A picture shows the logo of the Coca-Cola company during the presentation of a new advertising campaign on January 19, 2016 in Paris. / AFP / PATRICK KOVARIK        (Photo credit should read PATRICK KOVARIK/AFP via Getty Images)
What Made New Coke A Disaster?
By Chase Shustack
In 1985, Coca-Cola announced that it would change the classic Coca-Cola formula, which TIME magazine described as "putting a miniskirt on the refurbished Statue of Liberty." It was meant to challenge Pepsi, but instead, what was called New Coke would become a symbol of a total corporate blunder.
New Coke caused such an uproar that Americans united to push back against one of the biggest soda juggernauts in the country, even though New Coke didn’t taste bad. The American people simply preferred the classic, familiar taste of the old Coca-Cola, and the idea that such a classic symbol of American consumerism could be changed so easily rattled many.

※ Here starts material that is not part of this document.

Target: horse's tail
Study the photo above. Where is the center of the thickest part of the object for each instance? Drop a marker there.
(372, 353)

There was only one solution: Coca-Cola had to bring back the old Coke, which they did just 79 days after New Coke was first launched, introducing "Coca-Cola Classic" (original Coke in a new can). Coca-Cola would go on to accept the disastrous launch of New Coke, humbly agreeing that perhaps it wasn't a great idea to change something that was a beloved, steadfast symbol for so many Americans.